Considerations for ivfflat
When using the ivfflat index, consider the following points:
• When indexing an empty table, centroids for clusters are created randomly. Given that randomly assigned centroids can affect search accuracy, it is recommended to create the ivfflat index after data ingestion is complete.
• Once the centroids of clusters are determined, they won't change, even if the subsequent data undergoes drastic changes. If the distribution of data changes, it's recommended to use the reindex command to recreate the index.
• The ivfflat index can only be used for optimization in sorting. In the PostgreSQL database, indexes can be categorized into "search" and "order". For instance, the commonly seen btree index falls under the "search" category, used to quickly find tuples that meet certain filtering conditions. ivfflat belongs to the "order" category, specifically for sorting expressions of the format "constant OP indexed column". Here, OP refers to one of the three operators mentioned earlier for calculating vector distances. Even though pgvector offers functions equivalent to these operators, using these functions in an order by clause won't utilize the ivfflat index for optimization, even if these function names seem more straightforward.

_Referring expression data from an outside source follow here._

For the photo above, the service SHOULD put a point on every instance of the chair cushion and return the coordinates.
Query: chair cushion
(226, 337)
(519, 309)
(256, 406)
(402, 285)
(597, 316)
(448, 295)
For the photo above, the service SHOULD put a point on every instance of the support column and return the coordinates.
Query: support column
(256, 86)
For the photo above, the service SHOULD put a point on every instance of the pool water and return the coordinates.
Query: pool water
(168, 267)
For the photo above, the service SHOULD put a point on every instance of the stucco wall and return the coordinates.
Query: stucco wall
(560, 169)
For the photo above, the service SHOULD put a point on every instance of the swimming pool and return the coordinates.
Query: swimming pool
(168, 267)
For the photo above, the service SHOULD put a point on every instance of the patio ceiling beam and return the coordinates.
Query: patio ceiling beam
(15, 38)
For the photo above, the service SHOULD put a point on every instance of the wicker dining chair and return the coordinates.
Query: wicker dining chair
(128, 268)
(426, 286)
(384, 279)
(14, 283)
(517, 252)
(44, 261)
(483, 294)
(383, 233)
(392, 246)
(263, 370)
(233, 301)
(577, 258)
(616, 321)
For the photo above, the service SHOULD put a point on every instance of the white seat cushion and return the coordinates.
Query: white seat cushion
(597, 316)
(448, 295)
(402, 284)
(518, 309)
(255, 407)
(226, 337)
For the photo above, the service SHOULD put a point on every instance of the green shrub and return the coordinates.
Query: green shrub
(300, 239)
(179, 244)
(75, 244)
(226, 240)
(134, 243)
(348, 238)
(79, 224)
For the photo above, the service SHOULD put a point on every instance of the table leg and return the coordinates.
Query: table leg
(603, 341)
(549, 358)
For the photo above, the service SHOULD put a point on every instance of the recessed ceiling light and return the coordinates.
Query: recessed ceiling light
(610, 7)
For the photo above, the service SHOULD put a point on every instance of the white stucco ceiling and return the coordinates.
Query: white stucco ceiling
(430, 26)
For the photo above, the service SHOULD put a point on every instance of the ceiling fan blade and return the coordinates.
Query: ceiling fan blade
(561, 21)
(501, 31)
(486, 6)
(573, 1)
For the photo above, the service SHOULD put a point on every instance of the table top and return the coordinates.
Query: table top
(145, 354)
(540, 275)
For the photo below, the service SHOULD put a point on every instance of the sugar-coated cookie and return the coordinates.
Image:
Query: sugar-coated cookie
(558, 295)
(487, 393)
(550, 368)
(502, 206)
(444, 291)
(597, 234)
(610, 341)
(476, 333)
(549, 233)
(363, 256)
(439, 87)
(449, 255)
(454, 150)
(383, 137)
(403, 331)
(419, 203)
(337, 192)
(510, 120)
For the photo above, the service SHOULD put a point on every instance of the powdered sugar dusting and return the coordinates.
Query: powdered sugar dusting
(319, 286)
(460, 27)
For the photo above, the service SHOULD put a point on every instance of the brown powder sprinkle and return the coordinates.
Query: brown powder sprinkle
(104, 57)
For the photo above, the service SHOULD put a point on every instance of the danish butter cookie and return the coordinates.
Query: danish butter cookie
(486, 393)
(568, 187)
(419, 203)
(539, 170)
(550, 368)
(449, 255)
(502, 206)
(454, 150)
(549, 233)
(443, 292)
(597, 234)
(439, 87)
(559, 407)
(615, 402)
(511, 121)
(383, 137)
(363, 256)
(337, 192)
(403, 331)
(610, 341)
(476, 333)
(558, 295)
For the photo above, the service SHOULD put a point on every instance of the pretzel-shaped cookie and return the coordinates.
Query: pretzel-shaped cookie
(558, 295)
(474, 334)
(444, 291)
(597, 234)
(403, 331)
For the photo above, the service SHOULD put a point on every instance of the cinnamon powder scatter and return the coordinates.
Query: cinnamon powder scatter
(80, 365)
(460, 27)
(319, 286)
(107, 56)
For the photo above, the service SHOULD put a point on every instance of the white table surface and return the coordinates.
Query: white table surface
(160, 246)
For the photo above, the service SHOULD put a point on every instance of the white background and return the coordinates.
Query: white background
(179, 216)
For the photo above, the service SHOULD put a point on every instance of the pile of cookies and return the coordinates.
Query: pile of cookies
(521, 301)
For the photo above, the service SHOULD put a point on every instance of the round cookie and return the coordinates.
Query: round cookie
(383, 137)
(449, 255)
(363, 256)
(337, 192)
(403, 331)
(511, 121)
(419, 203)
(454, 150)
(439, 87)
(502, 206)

• The returned result set might be smaller than expected. Since the ivfflat index will only scan the top n clusters closest to the input vector, even if the expected result set size exceeds the top n clusters, it will still return data only from those top n clusters. This seems to contradict the SQL standard. Since similarity vector searches typically only focus on the first few most similarity vectors, this won't pose a severe problem. Still, one needs to be aware of this characteristic, or they might be surprised by such results.
Conclusion
This article shared two examples of using pgvector and introduced the principles and implementation details of pgvector. It is hoped that readers will find value amidst the detailed text. Due to space constraints, some details, such as the various mechanisms provided by PostgreSQL for defining new index types and another index type in pgvector called hnsw, were not covered. These details will hopefully be analyzed in greater depth in subsequent shares.
Q&A
Q1: Is there a plan for heterogeneous computing on vectors, like using GPUs for accelerated vector computations?
PostgreSQL is a highly extensible database. If there's a huge computational demand related to vectors, it's entirely possible to customize specific operators to offload these calculations to the GPU. Implementing this in PostgreSQL is not complex.
Q2: How are the centroids for ivf selected?
The centroids are determined by sampling the original data and then using the KNN clustering algorithm. If the existing data amount is less than the number of clusters, random centroid vectors will be generated.
Q3: If the number of vectors in each cluster region is large, the search could be slow. How do you address this?
The ivfflat index can adjust the lists and probes parameters to reduce the vectors being searched. Alternatively, you can try another index in pgvector, hnsw. Compared to the ivfflat index, the number of vectors it searches is much fewer.
Q4: After creating the index, do you advise against continuing to insert data?
It's not about advising against inserting more data. It's more about the recommendation to rebuild the index if there's a significant change in the data.